By Datta Khalsa, Broker
The phenomenon of nonfungible tokens, or NFT’s, gained national attention earlier this year when a digital piece of art that you could copy a JPEG of for free, sold at auction for $69 Million. This was particularly surprising, given that works by the artist who made it hadn’t previously sold for over $100.
This sale signaled a rapidly growing trend of buyers basing value purely on a blockchain-based distinction between having something and owning it, using “smart contracts” in a marketplace that has so far surpassed $2 Billion. And much like the bitcoin phenomenon, it has many people shaking their heads, questioning the very nature of value in the first place.
In an odd way this trend bears similarity to our current real estate market, and begs the question of what creates such a dramatic perception in the minds of the consumer to pay such seemingly ridiculous prices.

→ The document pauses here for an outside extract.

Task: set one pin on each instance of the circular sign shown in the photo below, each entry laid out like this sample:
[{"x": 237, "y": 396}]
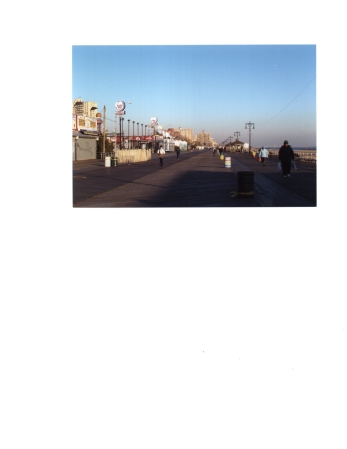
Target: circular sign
[{"x": 120, "y": 106}]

Not surprisingly, researchers at IBM’s Visual AI Lab have recently done a study on the rise of NFTs, and the results of their research boiled down to 3 factors:
The Visual characteristics of the work,
Previous Sales of Related NFT’s, and
the Popularity of Buyers and Sellers in the market’s Social Network.
Using these factors, their AI was able to predict the market value of an NFT within 70%, which bears some similarity to the AI of the automated engines at Redfin and Zillow, and I can’t help but wonder if the whole market hasn’t gone mad in its reliance on statistical justification of a premise that at its core could be questionable at best.

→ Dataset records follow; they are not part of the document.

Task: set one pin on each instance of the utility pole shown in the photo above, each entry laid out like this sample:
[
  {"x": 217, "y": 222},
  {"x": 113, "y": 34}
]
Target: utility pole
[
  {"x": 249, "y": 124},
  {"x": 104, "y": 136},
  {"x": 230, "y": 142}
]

The parallel factors that are used in real estate to determine the value of a property are:
Its relative location, size and quality
Previous sales of related properties, and
The Supply versus Demand in the property’s neighborhood and segment.
When you compare these sets of factors, the similarities between these two seemingly disparate markets are apparent, however the future trajectory of both markets is hard to project since they are both largely arbitrary in their reliance on comparison to other sales, which becomes in a way a self-fulfilling prophesy until some outside factor breaks the cycle.

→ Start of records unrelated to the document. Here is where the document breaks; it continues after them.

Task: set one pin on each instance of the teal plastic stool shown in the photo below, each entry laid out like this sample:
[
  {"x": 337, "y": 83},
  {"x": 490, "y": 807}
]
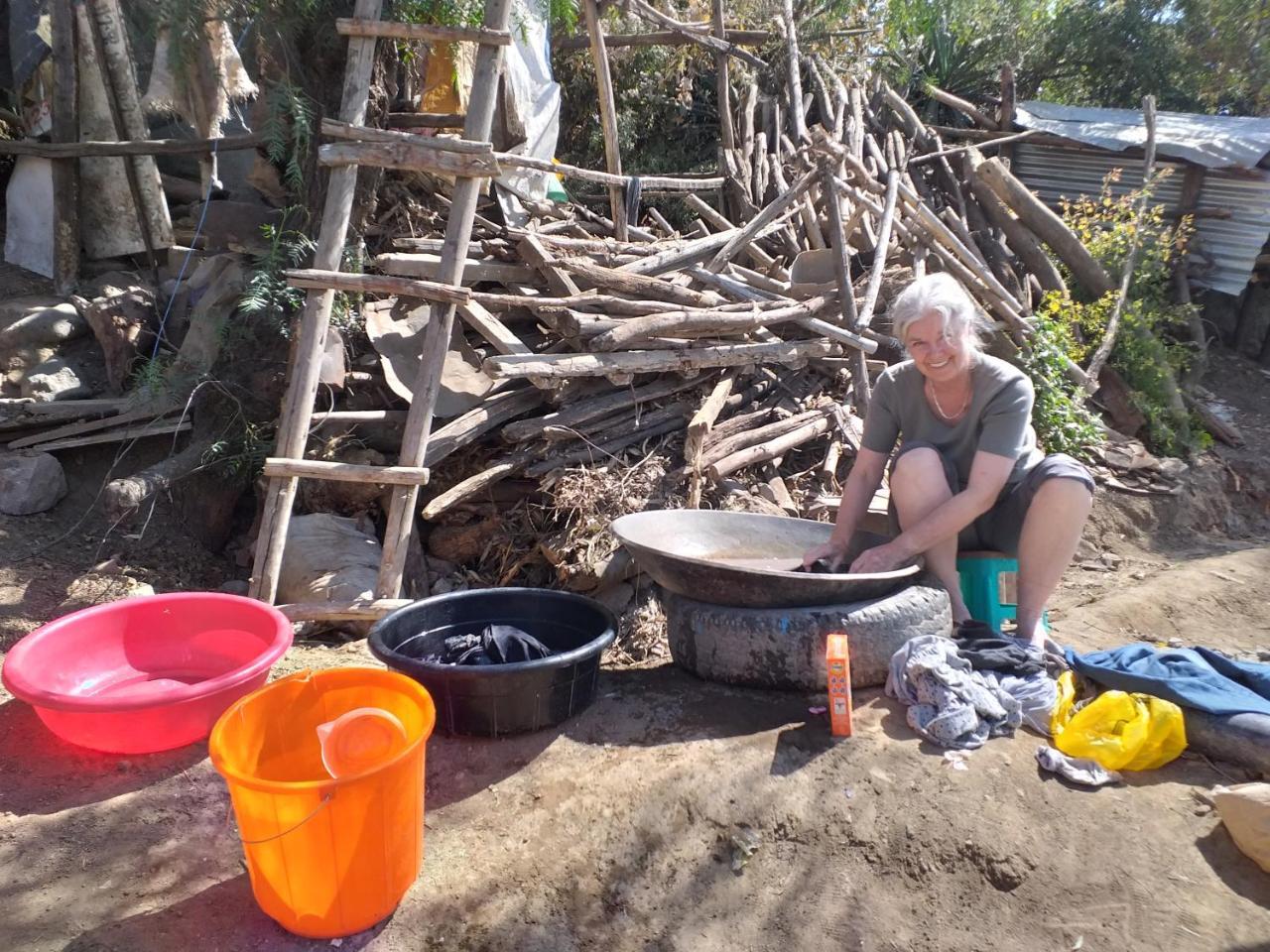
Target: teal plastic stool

Put against the perspective of our national timeline, my career in local real estate has spanned all the way from the days of NAFTA to the present days of NFT, and during this timeframe we have seen our county Median home price grow from the mid-$200K’s in 1993 to the current mark which has been at around $1.2 Million for the past few months.
Where it goes from here is anybody’s guess, and in the meantime the best we can hope for is a little more inventory around here, but that’s a lot to ask in a coastal paradise located so close to arguably the strongest economic engine in the world, which also happens to be the birthplace of blockchain.